You know, there’s a wonderful essay that I use in my anthropology of religion class. It’s written by Susan Harding who decided to study Jerry Falwell’s Liberty University, which is a bastion of homophobic arch-conservative Christianity. This was just a brilliant decision on her part. I think it exemplifies all that’s best and hardest about anthropology. She’s not going to just work with people that she thinks are, you know, cool. What they might see as a northern, over-educated female, she represents everything that they abhor and, conversely, they represent everything she opposes. So Harding interviews one of the preachers and finds that she’s lost control of the conversation. He’s such an effective preacher that he essentially takes over and she realizes he’s even getting under her skin. She realizes that the reason he’s witnessing to her is because he understands that, although she’s “not one of us,” she is listening so openly and without challenging him. Harding thinks she is listening with an accepting and open mind because she’s being a good fieldworker. But the preacher knows that someone as un-Christian as she seems must be listening the way she does because God sent her to receive his message.
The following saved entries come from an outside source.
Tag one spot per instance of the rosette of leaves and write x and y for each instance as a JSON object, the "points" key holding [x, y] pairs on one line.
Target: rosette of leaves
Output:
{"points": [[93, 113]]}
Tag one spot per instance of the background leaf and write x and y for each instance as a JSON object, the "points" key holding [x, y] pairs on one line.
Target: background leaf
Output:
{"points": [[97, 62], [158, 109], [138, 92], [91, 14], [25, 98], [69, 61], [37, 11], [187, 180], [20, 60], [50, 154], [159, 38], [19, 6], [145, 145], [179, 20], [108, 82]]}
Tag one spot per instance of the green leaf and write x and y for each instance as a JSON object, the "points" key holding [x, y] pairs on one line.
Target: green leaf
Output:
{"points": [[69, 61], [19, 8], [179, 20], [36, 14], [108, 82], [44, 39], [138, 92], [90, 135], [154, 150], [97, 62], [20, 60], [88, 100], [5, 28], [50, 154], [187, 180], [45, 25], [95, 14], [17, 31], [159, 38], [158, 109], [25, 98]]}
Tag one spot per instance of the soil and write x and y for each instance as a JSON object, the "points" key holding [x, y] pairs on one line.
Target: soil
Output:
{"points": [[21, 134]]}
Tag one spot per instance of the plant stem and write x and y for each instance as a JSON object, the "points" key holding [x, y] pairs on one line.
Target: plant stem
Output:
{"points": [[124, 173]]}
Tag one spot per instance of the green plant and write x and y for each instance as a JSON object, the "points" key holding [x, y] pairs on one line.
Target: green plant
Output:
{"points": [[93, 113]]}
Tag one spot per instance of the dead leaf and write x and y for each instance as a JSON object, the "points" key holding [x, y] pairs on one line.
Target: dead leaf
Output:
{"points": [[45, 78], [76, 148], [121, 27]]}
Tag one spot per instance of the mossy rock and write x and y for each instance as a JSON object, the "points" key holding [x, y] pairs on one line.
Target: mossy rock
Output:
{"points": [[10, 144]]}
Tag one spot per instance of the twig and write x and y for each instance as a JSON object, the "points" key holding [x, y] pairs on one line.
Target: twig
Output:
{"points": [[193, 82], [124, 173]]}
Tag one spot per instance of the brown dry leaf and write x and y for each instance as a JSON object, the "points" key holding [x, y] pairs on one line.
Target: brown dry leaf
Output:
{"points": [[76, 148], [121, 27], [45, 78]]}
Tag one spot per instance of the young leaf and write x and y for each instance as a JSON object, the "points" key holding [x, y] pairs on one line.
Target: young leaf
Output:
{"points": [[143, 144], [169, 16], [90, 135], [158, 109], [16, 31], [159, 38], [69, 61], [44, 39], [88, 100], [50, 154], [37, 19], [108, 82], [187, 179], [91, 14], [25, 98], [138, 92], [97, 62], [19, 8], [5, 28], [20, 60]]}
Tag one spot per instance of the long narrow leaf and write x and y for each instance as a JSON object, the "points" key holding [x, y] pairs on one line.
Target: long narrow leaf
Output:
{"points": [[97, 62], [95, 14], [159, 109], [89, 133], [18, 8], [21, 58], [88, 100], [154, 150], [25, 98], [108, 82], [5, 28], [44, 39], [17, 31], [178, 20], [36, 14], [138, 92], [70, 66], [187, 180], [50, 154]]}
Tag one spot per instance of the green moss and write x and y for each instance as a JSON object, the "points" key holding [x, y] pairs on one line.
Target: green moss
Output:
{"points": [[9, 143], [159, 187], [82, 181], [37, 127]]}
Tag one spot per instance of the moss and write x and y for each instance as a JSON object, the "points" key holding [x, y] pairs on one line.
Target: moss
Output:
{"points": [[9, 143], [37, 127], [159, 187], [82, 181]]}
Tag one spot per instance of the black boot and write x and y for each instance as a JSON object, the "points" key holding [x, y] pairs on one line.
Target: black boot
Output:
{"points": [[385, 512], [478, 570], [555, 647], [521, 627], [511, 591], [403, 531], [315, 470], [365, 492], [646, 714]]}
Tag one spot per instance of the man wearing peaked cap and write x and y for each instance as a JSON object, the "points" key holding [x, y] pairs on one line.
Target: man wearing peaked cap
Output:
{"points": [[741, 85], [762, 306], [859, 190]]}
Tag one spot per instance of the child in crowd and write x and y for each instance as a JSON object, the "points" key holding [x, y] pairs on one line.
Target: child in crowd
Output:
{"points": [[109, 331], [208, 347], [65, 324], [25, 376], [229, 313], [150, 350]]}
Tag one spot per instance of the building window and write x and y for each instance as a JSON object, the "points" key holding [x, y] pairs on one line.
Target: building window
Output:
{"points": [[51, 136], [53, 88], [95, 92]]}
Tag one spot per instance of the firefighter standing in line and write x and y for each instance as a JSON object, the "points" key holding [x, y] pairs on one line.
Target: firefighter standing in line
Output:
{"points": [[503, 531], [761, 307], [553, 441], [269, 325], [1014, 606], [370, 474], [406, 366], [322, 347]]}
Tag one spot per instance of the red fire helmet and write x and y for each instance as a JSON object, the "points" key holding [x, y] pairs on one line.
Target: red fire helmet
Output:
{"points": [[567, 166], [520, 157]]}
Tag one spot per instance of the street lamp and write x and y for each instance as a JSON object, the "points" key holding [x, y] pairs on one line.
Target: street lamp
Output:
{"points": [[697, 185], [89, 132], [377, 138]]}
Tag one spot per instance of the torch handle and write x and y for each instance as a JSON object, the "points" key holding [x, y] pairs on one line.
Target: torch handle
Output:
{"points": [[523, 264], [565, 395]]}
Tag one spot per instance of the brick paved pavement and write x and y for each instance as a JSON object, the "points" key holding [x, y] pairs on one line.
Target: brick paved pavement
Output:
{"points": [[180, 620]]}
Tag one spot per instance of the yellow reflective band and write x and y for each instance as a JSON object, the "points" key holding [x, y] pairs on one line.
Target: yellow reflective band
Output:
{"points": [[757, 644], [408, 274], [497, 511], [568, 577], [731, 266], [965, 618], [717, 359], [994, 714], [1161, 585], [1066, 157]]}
I think it was a profound project of hers. All the more so because these conservative Christians are threatening. She can’t just stand apart from what they represent to her. They are a powerful, and possibly even dangerous, part of her own world. It’s not the same as studying headhunters somewhere far from home. And she didn’t flinch from the task. At the end of the day, the book that resulted is critical but it’s criticism based on a real attempt to understand.

If I can say anything in conclusion, then, it’s that the truth we seek, as anthropologists, emerges from within the productive dynamics of social interactions. Certainly, the truth mustn’t just stay there—we’re not just transcribers—but it cannot be fully isolated from that starting place.

Milam: Thanks, Webb. I’ve very much enjoyed our conversation. The truth we seek—that seems like a wonderful note on which to end. That truth is always a process not just for those about whom we write but for ourselves.